Je ne suis pas surpris, personne ici ne l’est j’imagine, que le gouvernement vise à faire des économies aux détriment des prolos et autres précaires. Mais lorsqu’on nous dit, « nous sommes généreux avec les migrants, un état bienveillant, et cela va vous coûter à vous, les démunis », je suis étonné. La manœuvre est ignoble, abjecte, haïssable. Mais je ne la comprends toujours pas. Je me demande ce qui peut bien être visé par cette manipulation perverse : faire grimper un FN tout juste en train de penser à s’implanter dans les quartiers et banlieues pour jouer de l’urgence à sauver la démocratie à la prochaine votation ? Attribuer aux pauvres la montée d’un FN (comme elle fut attribuée aux ouvriers, quitte à gommer la prépondérance de l’abstention parmi eux) qui deviendrait (avec, au premier chef, le millénarisme musulman le plus mortifère comme ennemi utile et quelques micro refuges idéologiques ou contre culturels rescapés des mouvements extraparlementaires du XXème siècle) l’un des seuls recours disponible pour qui refuse que l’économie, la politique du capital, règne en maître sans qu’aucune invention politique n’intervienne ?

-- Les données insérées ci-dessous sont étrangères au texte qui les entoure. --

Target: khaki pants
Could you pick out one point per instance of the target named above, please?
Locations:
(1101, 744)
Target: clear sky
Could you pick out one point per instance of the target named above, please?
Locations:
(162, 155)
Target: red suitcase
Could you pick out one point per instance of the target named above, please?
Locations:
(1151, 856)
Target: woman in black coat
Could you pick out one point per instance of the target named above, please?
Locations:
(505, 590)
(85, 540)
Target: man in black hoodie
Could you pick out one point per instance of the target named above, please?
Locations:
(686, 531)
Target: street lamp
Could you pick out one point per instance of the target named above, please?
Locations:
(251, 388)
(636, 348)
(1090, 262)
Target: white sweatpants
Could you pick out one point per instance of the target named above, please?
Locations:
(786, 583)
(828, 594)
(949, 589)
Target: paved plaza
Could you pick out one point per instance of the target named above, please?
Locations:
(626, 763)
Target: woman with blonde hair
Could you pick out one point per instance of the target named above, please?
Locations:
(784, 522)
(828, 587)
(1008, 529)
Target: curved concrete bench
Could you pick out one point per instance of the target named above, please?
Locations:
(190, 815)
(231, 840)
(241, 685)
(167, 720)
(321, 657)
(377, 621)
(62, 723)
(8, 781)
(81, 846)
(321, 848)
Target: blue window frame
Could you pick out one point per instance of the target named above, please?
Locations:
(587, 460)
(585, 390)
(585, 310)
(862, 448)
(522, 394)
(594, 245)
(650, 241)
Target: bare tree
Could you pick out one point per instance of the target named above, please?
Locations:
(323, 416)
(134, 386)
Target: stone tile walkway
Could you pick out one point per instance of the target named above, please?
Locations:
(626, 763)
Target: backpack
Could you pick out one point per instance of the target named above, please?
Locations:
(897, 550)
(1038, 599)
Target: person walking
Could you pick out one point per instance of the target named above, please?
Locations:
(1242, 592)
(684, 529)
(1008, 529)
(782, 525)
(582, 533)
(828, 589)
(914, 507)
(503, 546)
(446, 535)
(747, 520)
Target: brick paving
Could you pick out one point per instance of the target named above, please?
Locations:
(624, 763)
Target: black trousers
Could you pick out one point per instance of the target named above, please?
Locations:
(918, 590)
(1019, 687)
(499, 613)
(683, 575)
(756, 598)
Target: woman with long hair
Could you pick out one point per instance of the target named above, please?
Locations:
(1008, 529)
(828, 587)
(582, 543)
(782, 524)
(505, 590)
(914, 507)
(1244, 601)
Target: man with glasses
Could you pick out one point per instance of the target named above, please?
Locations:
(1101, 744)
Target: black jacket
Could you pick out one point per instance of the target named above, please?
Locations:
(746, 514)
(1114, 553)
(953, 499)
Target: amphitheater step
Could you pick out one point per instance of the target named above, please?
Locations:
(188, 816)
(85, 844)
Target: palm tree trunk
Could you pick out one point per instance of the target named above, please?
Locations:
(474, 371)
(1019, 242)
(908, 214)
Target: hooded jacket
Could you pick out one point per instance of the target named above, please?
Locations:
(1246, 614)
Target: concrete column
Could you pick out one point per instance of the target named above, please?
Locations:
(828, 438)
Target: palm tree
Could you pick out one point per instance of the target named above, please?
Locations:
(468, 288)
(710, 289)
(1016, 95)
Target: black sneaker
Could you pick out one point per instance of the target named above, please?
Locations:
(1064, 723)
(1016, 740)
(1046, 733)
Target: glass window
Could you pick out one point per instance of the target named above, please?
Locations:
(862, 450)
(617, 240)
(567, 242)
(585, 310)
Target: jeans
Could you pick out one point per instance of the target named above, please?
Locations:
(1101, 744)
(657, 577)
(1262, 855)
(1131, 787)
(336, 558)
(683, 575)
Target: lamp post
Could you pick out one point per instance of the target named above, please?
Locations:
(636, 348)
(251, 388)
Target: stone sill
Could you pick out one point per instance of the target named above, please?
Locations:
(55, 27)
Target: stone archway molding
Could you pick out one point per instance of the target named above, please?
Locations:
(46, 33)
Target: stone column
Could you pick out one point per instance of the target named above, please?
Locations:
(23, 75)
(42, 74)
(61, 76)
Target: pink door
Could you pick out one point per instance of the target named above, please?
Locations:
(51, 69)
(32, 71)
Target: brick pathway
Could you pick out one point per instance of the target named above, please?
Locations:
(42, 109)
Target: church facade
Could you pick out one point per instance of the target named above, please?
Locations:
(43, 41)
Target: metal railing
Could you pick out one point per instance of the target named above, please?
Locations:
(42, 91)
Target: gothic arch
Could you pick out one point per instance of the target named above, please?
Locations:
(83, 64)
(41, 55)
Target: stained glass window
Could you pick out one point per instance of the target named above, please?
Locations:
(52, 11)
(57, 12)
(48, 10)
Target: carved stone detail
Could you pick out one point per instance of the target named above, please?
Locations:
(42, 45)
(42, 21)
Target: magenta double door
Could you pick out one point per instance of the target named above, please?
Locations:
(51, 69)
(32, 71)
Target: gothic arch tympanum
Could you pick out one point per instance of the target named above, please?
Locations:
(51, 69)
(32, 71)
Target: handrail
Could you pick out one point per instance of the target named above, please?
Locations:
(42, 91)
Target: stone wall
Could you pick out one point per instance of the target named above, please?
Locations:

Avec quelle digues sont ils en train de chercher à canaliser la violence, le refus ? Et à quel prix ?
Faute de comprendre, car après tout, ce qui précède est déjà inscrit dans la situation, une touche personnelle est peut-être à prendre en compte. Depuis son appartenance à une deuxième génération d’immigrés (faussement présentée comme antifranquiste), Valls est l’exemple et le défenseur farouche d’une intégration profondément normalisatrice. Devenir français c’est devenir un dominant, ou au moins vouloir l’être. On peut et doit traiter le dernier venu moins bien qu’un chien, et si on est au bon endroit pour participer aux grosses subtilités actuelles, prétendre avoir inventée une SPA renouvelée pour quelques abandonnés. (love love love disait une chanson, Valls obéissant à ses conseillers a essayé de jouer cette carte en déclarant son « amour »... aux agriculteurs de la FNSEA, leur solidarité est réelle mais on peut parier quelle repose sur de tout autre sentiment, l’admiration pour les milliardaires de Macron parait plus sincère).

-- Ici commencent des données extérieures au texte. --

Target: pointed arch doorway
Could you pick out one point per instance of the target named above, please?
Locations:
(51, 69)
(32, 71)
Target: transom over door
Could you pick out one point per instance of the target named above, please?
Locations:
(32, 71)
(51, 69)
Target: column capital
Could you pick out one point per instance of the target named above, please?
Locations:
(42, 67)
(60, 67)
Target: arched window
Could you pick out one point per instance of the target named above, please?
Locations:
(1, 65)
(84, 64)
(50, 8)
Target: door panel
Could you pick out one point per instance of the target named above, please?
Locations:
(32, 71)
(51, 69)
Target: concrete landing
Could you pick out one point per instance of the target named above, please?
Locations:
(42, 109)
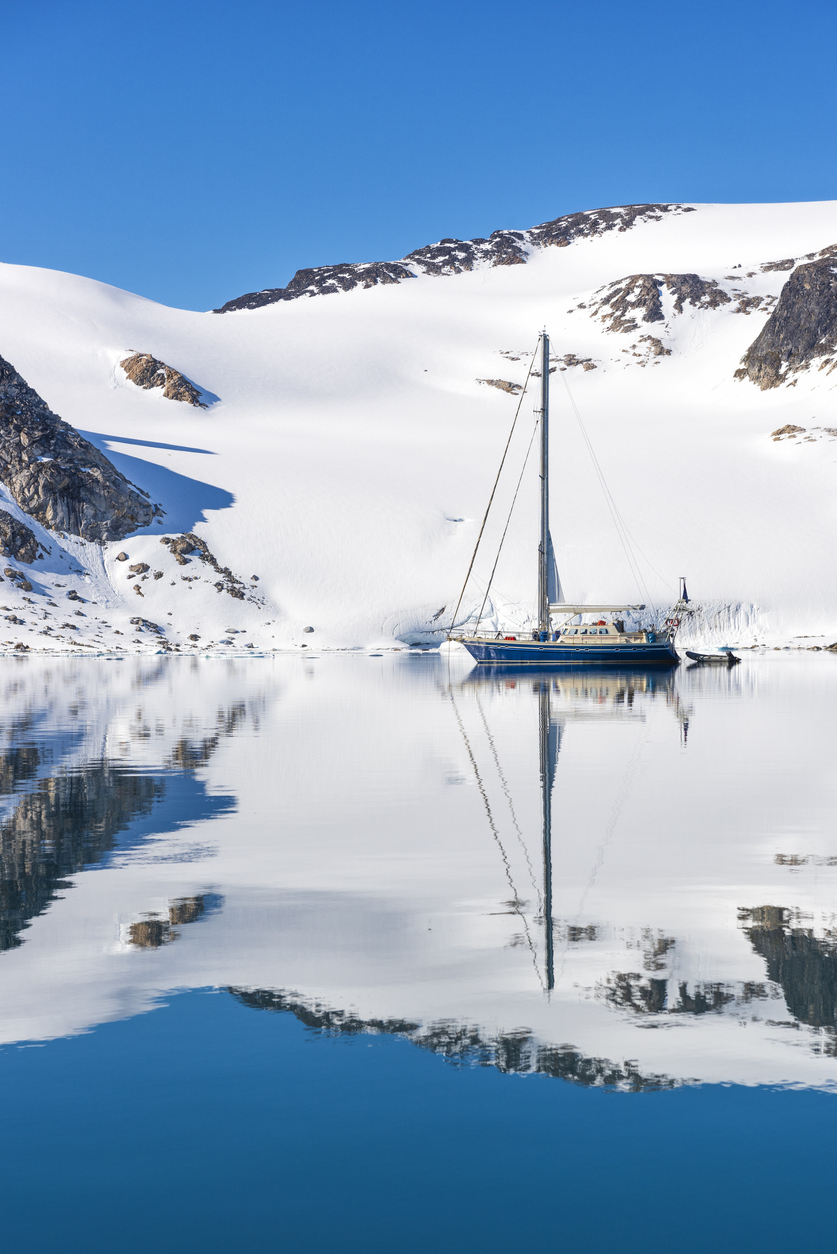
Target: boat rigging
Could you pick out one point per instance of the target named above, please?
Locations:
(599, 642)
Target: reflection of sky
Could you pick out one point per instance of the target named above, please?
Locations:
(345, 865)
(375, 839)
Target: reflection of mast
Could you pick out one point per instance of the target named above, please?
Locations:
(549, 740)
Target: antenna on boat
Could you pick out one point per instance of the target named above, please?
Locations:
(543, 547)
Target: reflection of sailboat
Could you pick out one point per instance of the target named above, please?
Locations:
(600, 642)
(549, 744)
(579, 696)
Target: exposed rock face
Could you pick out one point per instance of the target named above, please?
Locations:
(570, 360)
(454, 256)
(147, 371)
(801, 329)
(181, 546)
(59, 478)
(16, 539)
(639, 299)
(503, 384)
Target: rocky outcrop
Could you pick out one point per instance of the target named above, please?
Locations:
(59, 478)
(182, 546)
(623, 305)
(503, 384)
(18, 541)
(454, 256)
(801, 330)
(570, 360)
(147, 371)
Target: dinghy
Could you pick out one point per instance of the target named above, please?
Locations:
(722, 656)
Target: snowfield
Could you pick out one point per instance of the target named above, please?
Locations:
(348, 449)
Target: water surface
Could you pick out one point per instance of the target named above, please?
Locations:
(390, 952)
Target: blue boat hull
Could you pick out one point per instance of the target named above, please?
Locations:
(533, 652)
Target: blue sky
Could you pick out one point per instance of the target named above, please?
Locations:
(195, 151)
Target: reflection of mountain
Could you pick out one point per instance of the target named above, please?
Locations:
(79, 815)
(67, 824)
(154, 931)
(511, 1052)
(74, 820)
(803, 964)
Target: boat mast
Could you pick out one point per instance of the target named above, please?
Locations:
(549, 755)
(543, 547)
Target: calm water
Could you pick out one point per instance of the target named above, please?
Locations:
(385, 953)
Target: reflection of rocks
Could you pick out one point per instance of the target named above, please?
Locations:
(18, 765)
(59, 478)
(641, 995)
(512, 1052)
(188, 755)
(67, 824)
(503, 384)
(147, 371)
(457, 256)
(153, 932)
(190, 543)
(805, 966)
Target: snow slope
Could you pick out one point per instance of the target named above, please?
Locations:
(349, 450)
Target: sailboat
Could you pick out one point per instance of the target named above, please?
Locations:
(602, 640)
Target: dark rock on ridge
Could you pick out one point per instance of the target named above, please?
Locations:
(801, 329)
(639, 299)
(16, 539)
(181, 546)
(454, 256)
(503, 384)
(59, 478)
(147, 371)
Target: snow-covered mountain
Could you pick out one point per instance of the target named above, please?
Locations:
(323, 453)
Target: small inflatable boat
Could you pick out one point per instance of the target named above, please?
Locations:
(719, 657)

On ne peut accueillir toute la misère du monde (et on sait qu’ils sont en train d’essayer d’organiser un tri drastique) doit devenir une évidence sensible, partagée. On en prend notre part, eh bien cela suppose des sacrifices.

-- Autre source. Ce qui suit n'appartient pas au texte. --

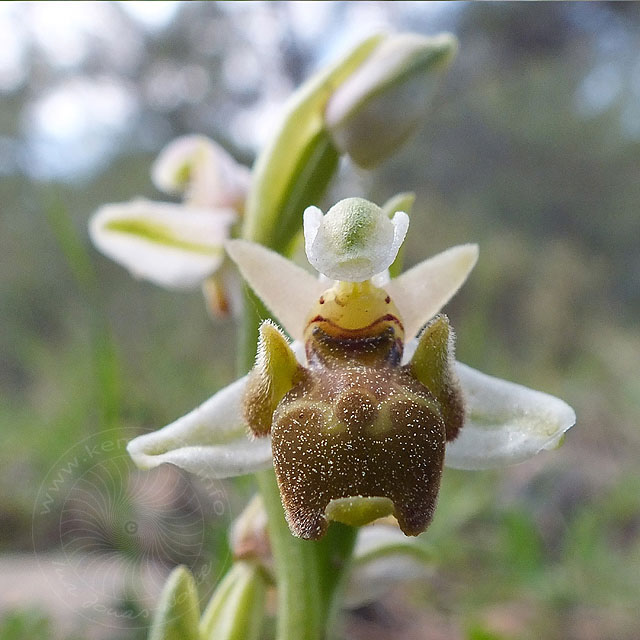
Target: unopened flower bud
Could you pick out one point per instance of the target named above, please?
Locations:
(380, 106)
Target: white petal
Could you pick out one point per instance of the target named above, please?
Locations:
(168, 244)
(311, 221)
(506, 422)
(286, 289)
(423, 290)
(354, 241)
(210, 441)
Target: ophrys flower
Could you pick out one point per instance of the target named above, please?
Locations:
(360, 423)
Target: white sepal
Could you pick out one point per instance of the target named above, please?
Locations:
(203, 171)
(506, 423)
(422, 291)
(383, 557)
(169, 244)
(286, 289)
(211, 441)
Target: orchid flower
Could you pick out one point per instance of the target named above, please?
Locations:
(357, 423)
(180, 245)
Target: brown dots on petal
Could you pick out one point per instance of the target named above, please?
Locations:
(356, 409)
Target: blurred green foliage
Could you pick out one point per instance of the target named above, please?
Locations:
(533, 151)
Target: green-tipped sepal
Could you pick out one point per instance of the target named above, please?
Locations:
(236, 610)
(178, 612)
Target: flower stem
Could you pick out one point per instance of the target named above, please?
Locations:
(297, 571)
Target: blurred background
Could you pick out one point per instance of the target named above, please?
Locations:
(532, 150)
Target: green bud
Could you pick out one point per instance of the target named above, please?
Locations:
(236, 610)
(385, 100)
(178, 612)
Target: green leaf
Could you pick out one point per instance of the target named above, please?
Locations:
(294, 169)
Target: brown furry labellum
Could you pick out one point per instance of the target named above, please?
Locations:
(355, 426)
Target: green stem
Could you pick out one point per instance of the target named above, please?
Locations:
(297, 572)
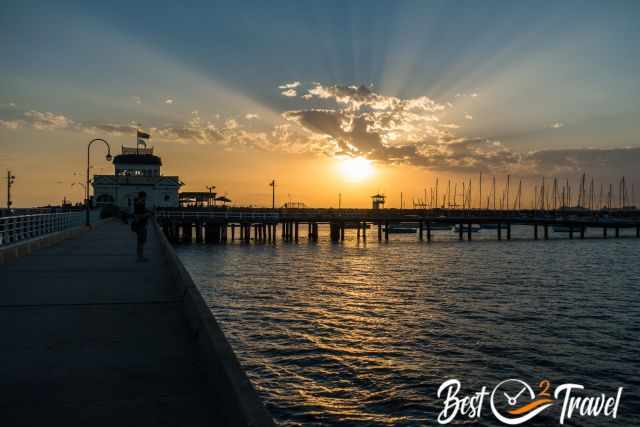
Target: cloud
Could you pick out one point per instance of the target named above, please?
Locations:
(289, 93)
(358, 121)
(11, 124)
(291, 85)
(619, 160)
(47, 121)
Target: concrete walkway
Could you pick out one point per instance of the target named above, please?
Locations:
(89, 337)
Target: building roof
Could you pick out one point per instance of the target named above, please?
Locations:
(137, 159)
(136, 180)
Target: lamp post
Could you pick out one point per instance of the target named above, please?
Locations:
(108, 157)
(10, 180)
(212, 195)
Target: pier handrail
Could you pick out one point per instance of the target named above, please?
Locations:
(17, 228)
(227, 214)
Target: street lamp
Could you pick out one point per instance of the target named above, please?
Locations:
(108, 157)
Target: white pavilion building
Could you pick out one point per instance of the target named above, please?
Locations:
(136, 169)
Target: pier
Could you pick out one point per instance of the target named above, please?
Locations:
(265, 225)
(92, 338)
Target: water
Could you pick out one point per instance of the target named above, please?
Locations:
(364, 333)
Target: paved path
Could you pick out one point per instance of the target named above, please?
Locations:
(90, 337)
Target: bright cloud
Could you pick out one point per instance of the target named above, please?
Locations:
(291, 85)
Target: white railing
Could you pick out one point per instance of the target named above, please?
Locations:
(16, 228)
(228, 215)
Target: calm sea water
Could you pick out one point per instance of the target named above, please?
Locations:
(364, 333)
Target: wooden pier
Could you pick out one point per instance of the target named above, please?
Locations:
(264, 225)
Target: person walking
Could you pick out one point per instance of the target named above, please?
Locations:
(140, 218)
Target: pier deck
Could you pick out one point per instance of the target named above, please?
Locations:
(90, 337)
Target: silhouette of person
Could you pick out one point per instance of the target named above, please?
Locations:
(141, 215)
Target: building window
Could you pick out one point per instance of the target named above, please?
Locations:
(105, 199)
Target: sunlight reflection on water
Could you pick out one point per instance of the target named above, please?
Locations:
(364, 333)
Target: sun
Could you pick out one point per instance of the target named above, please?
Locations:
(356, 169)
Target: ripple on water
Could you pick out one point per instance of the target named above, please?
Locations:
(357, 334)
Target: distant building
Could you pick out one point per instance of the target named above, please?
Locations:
(136, 169)
(377, 201)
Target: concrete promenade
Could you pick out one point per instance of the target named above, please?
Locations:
(91, 338)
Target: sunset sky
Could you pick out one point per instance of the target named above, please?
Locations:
(235, 94)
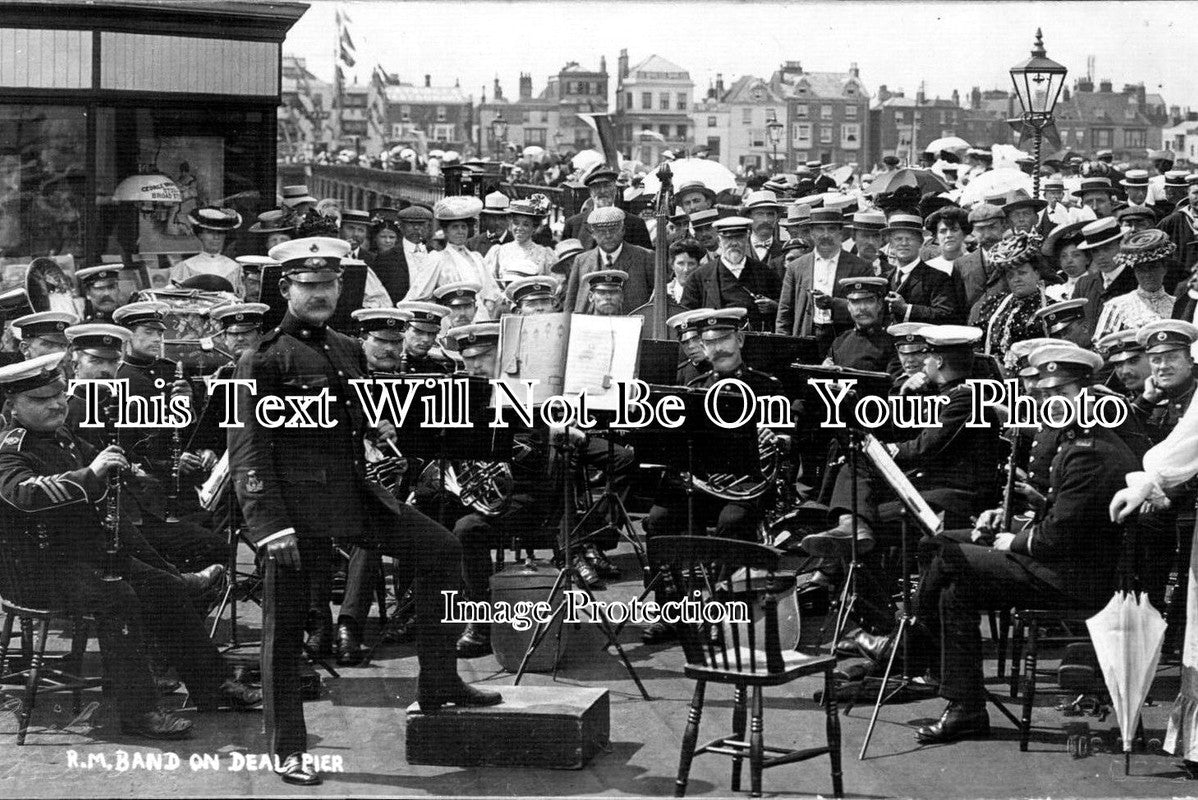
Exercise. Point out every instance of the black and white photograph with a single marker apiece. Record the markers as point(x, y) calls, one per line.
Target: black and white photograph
point(321, 477)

Pour faire accepter ce discours, il faut mettre de côté toutes les observations qui montrent et prouvent l’apport économique des migrations, s’aligner sur ce qui peut être ressenti par exemple dans les queues devant les CAF : il y a trop d’étrangers (y compris le cas échéant lorsque j’en suis un moi même) pour que ma part de gâteau ou mes miettes ne s’en trouve pas réduite et menacée.
Comme Ménard avec les cordes à linges.
Peur, misère matérielle et morale, le paysage devient terrifiant.